A database is a collection of data or information. Database management system (DBMS) is a program that manages data in a database. It is a computerized record-keeping system that stores, maintains, and provides access to information. A database could be as simple as a phone book or stock tables, or as sophisticated as a biological repository with terabytes of data. Relational DBMS are those that follow the relational data model described by E.D. Codd. Object Oriented Database (OODBMS) refer to those that store objects directly, or use –mapping technology to store objects instead of simple data entities. A database system involves four major components:
The primary purpose of a DBMS is to allow a user to store, update, and retrieve data in a abstract terms and thus make it easy to maintain and retrieve information from a database. A DBMS relieves the user from having to know about exact physical representations of data and having to specify detailed algorithms for storing, updating and retrieving data. A DBMS is usually a very large software package that carries out many different tasks including the provisions of facilities to enable the user to access and modify information in the database. The database is an intermediate link between the physical database, the computer and the operating system, and on the other hand, the users. To provide various facilities to different types of users, a DBMS normally provides one or more specialized programming languages often called database languages. Different specialized programming languages often called database languages. Different DBMS provide different database languages. However, structured query language (SQL) is the de factor standard. Database languages come in different forms. A language is needed to describe the database to the DBMS as well as provide facilities for changing the database and for defining and changing physical data structure. Another language is needed for manipulating and retrieving data stored in the DBMS. These languages are called Data Definition Language (DDL) and Data Manipulation Language (DML) respectively.
The latest development in the field of database management systems relate to the development of object oriented relational databases or OORDBMS. This is based on the generally established concept of object oriented analysis and design or OOAD and provide for simplification of data storage, access, and retrieval as well as effective manipulation.
Oracle Corporations, IBM as well as Microsoft are the leading vendors of DBMS and have a range of products to suit varied organizational requirements.
Data mining or Knowledge Discovery in Databases (KDD), as it is also known, in the nontrivial extraction of implicit, previously unknown, and potentially useful information from data.
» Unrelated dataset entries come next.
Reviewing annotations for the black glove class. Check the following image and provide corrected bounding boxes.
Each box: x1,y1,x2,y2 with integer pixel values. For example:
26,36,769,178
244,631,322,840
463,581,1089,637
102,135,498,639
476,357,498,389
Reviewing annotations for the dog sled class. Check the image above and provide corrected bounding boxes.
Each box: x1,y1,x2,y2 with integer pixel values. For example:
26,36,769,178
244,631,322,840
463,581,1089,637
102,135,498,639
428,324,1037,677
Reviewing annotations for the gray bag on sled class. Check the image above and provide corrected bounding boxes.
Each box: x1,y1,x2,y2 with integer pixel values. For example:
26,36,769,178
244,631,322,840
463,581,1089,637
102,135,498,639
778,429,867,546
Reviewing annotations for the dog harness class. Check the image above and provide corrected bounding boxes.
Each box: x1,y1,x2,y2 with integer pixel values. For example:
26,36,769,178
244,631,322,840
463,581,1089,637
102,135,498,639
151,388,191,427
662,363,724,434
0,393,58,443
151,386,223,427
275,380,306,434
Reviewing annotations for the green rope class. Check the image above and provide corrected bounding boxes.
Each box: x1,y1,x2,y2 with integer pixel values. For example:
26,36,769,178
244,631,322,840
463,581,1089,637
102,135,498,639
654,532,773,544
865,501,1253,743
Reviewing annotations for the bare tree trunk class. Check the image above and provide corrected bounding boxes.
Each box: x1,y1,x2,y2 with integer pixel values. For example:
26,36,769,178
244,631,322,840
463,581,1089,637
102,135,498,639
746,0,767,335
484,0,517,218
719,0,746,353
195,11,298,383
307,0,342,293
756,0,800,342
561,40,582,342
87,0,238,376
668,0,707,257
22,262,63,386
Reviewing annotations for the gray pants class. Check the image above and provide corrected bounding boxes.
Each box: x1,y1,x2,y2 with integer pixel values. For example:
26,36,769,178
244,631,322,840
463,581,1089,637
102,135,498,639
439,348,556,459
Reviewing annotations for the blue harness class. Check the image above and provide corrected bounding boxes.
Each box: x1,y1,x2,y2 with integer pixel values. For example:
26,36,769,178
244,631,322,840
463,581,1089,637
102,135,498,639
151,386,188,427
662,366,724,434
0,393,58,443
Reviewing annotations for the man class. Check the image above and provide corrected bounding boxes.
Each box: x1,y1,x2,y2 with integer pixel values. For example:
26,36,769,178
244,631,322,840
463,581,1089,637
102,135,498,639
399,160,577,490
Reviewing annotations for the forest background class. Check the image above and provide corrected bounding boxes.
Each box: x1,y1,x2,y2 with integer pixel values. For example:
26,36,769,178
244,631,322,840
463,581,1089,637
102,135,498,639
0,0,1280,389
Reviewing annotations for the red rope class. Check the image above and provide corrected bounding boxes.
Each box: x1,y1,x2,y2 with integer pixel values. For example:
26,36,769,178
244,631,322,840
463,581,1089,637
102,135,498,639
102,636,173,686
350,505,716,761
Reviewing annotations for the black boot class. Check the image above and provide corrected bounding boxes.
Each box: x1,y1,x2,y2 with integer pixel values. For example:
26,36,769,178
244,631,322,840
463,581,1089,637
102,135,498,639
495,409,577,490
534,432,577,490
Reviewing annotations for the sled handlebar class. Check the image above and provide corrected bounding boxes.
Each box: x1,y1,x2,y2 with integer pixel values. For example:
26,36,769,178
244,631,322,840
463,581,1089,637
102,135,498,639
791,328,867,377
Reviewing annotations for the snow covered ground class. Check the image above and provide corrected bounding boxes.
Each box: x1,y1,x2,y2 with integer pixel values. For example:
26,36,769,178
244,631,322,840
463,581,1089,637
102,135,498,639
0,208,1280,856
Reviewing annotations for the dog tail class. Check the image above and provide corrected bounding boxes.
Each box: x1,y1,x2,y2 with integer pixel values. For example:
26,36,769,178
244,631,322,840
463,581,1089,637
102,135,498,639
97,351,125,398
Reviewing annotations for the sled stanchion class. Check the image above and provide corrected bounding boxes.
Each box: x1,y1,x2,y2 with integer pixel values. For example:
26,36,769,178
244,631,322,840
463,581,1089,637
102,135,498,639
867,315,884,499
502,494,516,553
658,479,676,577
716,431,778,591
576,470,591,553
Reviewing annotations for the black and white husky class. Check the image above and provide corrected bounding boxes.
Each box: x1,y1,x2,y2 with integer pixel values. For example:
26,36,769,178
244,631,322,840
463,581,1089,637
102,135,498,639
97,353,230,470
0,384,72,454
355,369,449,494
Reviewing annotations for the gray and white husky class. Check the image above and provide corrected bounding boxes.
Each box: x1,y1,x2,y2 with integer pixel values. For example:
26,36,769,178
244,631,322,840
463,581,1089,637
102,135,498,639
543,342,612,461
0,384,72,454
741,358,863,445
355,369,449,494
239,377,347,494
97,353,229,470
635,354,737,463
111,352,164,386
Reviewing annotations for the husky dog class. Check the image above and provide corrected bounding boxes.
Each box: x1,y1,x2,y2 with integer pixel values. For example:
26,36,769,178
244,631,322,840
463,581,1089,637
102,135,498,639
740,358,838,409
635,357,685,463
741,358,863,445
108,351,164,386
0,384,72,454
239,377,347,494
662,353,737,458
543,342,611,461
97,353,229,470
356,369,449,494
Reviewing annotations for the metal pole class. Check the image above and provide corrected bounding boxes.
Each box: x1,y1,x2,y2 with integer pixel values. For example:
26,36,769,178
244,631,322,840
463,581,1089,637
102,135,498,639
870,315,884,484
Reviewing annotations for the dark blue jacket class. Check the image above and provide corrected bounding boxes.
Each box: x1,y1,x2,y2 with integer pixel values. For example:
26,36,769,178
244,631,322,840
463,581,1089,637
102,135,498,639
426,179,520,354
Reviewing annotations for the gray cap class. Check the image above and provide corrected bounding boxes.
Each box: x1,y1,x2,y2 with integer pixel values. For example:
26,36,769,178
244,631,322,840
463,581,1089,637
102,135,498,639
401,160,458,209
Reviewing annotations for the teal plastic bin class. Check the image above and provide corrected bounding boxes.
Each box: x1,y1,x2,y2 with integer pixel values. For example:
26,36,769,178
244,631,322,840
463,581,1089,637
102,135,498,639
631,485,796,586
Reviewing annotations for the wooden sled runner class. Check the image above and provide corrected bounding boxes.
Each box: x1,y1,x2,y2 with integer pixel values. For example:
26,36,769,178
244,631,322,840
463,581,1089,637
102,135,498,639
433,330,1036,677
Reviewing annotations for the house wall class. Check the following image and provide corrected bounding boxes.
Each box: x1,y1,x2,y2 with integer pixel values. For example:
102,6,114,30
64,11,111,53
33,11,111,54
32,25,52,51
This encompasses a number of different technical approaches, such as clustering, data summarization, learning classification rules, finding dependency net works, analyzing changes, and detecting anomalies. Data mining is concerned with the analysis of data and the deployment of software techniques for uncovering patterns and regularities in sets of data. The idea is that it is possible to discover patterns and relationships in unexpected places as the data mining software extracts patterns not previously discernable or so obvious. Data mining is the search for relationships and global patterns that exist in large databases but are hidden among the vast amount of data, such as a relationship between temperature of a room and the productivity of an employee. These relationships represent valuable knowledge abut the database and the objects in the database relating to an organization or the internal or external environment.
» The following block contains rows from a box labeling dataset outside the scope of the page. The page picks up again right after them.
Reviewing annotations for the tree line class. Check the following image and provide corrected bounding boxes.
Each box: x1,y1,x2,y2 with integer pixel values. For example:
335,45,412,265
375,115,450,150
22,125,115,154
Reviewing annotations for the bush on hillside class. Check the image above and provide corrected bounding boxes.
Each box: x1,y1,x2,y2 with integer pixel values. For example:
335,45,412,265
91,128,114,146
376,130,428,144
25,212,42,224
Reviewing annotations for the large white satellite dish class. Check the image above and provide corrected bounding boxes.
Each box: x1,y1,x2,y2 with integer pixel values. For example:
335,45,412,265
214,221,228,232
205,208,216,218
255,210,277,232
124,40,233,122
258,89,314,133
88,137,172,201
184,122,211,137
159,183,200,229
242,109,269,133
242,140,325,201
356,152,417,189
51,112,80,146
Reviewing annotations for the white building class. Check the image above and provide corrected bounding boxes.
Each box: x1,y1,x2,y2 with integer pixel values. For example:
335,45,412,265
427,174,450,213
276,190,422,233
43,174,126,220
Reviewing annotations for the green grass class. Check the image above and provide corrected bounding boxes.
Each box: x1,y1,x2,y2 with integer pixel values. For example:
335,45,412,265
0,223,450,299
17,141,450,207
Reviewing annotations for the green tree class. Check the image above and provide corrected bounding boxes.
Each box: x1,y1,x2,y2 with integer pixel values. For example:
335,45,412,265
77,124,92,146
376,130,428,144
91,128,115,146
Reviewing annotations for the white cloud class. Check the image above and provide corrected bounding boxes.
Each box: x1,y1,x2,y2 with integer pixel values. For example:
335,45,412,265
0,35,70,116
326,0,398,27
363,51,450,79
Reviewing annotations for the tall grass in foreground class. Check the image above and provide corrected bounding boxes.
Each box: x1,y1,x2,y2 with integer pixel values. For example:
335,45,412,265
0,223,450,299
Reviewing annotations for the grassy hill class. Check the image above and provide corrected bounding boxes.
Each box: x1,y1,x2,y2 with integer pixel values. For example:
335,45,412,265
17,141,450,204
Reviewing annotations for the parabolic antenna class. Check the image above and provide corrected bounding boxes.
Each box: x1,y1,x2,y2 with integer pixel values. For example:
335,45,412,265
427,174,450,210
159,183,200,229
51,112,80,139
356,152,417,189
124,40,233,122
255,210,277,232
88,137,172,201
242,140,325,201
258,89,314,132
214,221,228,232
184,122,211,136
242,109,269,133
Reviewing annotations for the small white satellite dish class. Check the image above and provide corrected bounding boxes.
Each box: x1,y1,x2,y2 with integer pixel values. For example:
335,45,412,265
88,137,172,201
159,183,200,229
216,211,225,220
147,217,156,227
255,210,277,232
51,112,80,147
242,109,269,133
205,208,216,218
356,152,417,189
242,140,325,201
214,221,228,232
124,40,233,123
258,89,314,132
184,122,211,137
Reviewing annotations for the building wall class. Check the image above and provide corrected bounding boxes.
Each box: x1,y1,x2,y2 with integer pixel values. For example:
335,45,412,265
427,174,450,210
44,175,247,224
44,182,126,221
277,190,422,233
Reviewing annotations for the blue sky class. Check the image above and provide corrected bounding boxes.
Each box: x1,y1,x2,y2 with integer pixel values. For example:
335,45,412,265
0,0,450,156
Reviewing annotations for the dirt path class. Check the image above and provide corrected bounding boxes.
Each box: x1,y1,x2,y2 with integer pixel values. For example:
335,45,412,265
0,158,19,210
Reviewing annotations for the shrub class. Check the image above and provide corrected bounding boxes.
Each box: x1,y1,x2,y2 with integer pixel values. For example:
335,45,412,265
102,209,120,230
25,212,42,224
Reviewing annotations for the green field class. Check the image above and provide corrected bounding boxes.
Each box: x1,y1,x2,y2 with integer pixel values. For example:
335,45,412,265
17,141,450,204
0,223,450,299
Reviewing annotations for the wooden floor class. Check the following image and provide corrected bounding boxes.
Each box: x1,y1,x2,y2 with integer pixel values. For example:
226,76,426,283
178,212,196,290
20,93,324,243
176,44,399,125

Data mining analysis tends to work upwards from the available data and the best techniques are those developed with an orientation towards large volumes of data, making use of as much of the collected data as possible to arrive at reliable conclusions and decisions. The analysis process starts with a set of data, uses a methodology to develop an optimal representation of the assumption that the larger data set has a structure similar to the sample data. Again this is analogous to a mining operation where large amounts of low grade materials are shifted through in order to find something of value. The mining process begins with the raw data and terminated with the extracted knowledge.
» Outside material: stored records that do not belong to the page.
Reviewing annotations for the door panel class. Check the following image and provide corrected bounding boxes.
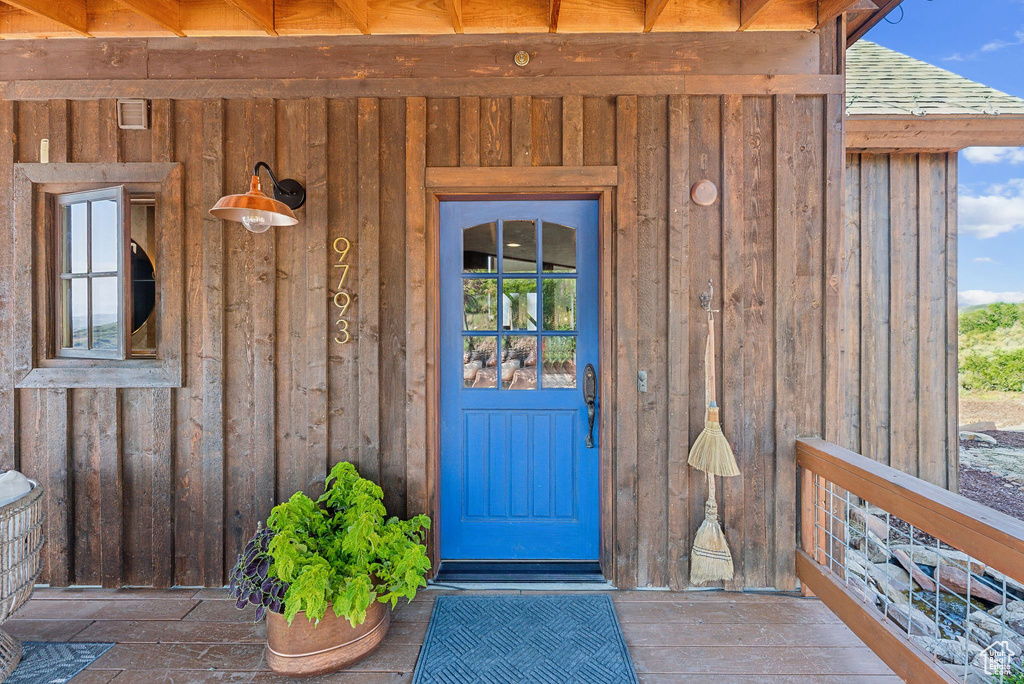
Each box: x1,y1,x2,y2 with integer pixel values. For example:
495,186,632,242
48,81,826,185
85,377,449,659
440,200,599,560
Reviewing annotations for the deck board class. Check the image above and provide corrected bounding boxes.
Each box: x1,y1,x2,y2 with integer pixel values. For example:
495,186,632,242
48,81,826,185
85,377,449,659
5,588,899,684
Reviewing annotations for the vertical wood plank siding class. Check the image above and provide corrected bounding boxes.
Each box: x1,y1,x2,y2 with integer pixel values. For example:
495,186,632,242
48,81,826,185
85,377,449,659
842,153,958,489
0,89,933,589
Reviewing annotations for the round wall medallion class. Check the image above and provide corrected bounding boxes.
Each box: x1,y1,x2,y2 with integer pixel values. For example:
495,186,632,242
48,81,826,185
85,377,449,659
690,179,718,207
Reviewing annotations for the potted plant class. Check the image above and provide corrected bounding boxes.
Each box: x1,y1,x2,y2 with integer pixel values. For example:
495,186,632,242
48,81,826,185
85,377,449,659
229,463,430,677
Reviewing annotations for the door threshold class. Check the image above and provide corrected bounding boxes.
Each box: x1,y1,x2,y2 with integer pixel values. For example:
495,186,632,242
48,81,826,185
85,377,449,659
434,560,607,585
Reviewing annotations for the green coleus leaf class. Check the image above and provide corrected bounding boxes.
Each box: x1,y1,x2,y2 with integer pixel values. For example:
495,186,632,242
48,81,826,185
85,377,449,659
267,463,430,626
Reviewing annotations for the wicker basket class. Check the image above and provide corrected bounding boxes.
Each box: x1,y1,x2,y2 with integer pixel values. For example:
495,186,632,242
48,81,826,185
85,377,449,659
0,482,44,682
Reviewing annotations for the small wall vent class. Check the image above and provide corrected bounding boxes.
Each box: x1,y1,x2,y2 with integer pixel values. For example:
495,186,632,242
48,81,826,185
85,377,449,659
118,99,150,130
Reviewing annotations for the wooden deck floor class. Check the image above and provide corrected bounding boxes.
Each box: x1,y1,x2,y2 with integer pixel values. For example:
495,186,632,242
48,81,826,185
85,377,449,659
6,588,899,684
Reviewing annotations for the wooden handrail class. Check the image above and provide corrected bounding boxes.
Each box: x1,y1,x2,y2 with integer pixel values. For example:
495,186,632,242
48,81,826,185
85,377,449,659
797,439,1024,583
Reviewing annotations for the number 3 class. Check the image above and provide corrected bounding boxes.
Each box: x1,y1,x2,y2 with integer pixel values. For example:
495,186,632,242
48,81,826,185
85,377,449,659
334,318,352,344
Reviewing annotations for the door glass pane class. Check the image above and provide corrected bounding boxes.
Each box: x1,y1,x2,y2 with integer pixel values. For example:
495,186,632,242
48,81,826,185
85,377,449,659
541,337,575,389
502,279,537,330
502,221,537,273
92,277,118,349
502,335,537,389
91,200,120,273
541,221,575,273
462,221,498,273
65,202,89,273
462,277,498,331
65,277,89,349
462,337,498,388
543,277,577,331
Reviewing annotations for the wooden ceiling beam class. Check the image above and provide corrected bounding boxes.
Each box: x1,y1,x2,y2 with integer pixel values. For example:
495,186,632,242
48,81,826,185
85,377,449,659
643,0,669,33
334,0,370,35
846,0,902,47
227,0,278,36
117,0,184,36
739,0,778,31
817,0,878,29
444,0,462,33
548,0,562,33
4,0,89,36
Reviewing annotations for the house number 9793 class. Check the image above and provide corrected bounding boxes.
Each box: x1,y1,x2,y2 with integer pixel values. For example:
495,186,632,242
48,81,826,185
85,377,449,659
334,238,352,344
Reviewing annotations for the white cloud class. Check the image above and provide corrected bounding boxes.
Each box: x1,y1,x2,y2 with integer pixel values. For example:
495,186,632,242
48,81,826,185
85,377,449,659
964,147,1024,164
959,290,1024,306
959,178,1024,240
981,31,1024,52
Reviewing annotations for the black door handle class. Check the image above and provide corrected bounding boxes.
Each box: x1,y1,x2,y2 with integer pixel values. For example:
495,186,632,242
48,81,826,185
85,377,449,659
583,364,597,448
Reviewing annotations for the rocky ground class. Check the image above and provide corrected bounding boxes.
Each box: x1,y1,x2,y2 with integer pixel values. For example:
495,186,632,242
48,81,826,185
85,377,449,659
959,430,1024,520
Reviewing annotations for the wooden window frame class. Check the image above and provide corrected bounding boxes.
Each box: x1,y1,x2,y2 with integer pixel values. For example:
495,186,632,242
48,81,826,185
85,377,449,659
12,163,184,388
52,185,131,360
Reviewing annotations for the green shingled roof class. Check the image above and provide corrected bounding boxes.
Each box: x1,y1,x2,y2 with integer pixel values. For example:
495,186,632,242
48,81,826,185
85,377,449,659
846,40,1024,117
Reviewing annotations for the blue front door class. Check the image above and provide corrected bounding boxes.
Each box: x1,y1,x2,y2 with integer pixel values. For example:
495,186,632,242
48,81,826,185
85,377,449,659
440,200,599,560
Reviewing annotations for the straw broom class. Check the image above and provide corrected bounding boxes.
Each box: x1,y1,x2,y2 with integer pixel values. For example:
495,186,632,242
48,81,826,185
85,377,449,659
687,281,739,585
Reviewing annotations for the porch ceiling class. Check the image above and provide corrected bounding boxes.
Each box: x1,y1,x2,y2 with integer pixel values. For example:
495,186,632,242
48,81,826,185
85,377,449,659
0,0,899,40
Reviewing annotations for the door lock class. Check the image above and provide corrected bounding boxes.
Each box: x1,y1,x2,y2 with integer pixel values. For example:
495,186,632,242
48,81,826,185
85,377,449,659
583,364,597,448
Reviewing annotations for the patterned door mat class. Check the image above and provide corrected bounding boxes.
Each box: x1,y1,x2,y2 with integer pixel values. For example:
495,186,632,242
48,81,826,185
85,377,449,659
413,594,637,684
6,641,114,684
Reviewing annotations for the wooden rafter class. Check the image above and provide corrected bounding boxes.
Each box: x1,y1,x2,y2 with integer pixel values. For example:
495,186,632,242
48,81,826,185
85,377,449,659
334,0,370,35
117,0,184,36
846,0,902,47
643,0,669,33
444,0,462,33
548,0,562,33
739,0,777,31
227,0,278,36
818,0,878,29
4,0,89,36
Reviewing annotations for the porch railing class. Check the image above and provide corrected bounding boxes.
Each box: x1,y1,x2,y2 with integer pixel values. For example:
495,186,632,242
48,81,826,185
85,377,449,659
797,439,1024,683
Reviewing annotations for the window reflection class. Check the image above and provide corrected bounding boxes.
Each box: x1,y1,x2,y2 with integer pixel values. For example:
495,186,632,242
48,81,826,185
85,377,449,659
462,221,498,273
502,221,537,273
542,221,575,273
89,200,121,273
462,277,498,331
502,335,537,389
462,337,498,388
541,337,575,389
544,277,577,331
502,279,537,330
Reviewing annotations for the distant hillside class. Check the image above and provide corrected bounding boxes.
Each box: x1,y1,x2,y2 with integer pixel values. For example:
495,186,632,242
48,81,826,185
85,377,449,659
959,302,1024,392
The past two decades has seen a dramatic increase in the amount of information or data being stored in electronic format. This accumulation of data has taken place at an explosive rate. It has been estimated that the amount of information in the world doubles every 20 months and the size and number of databases are increasing even faster. The increase in use of electronic data gathering devices such as point-of- sale or remote sensing devices has contributed to this explosion of available data. There was also the introduction of new machine learning methods for knowledge representation based on logic programming etc. in addition to traditional statistical analysis of data. The new methods tend to be computationally intensive, hence, a demand for more processing power. It was recognized that information is at the heart of business operations and that decision-makers could make use of the data stored to gain valuable insight into the business. DBMS provide access to the data stored but this was only a small part of what could be gained from the data. Traditional online transaction processing systems are good at inserting data into databases quickly, safely and efficiently but are not good at delivering meaningful analysis in return. Analysing data can provide further knowledge about a business by going beyond the data explicitly stored to derive knowledge about the business. Data mining or knowledge discovery in databases provides an organization with highly benefits in the area of analysis.